Feltrinelli, Pag. 191 Euro 16,00
"Mai, di fronte a un'opera d'arte o a una forma artistica, si rivela fecondo per la sua conoscenza il riguardo a chi la riceve. Non solo ogni riferimento a un pubblico determinato o ai suoi esponenti porta fuori strada: ma anche il concetto di un ricettore ideale è nocivo in tutte le indagini estetiche, poiché queste sono semplicemente tenute a presupporre l'esistenza e la natura dell'uomo in generale. Così anche l'arte si limita a presupporre la natura fisica e spirituale dell'uomo – ma, in nessuna delle sue opere, la sua attenzione. Poiché nessuna poesia è rivolta al lettore, nessun quadro allo spettatore, nessuna sinfonia agli ascoltatori."

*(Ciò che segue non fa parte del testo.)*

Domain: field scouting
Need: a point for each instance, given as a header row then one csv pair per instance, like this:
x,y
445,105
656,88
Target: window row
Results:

Queste parole di Walter Benjamin, che sapeva quello che sa qualsiasi artista (tanto quello che espone in pubblica piazza, che quello che scolpisce in cima alle cattedrali statue che non dovranno mai essere viste da nessuno); queste parole suonano di continuo tra quelle di Kertész nella lunga intervista che si increspa nella forma di questo strano romanzo, Dossier K..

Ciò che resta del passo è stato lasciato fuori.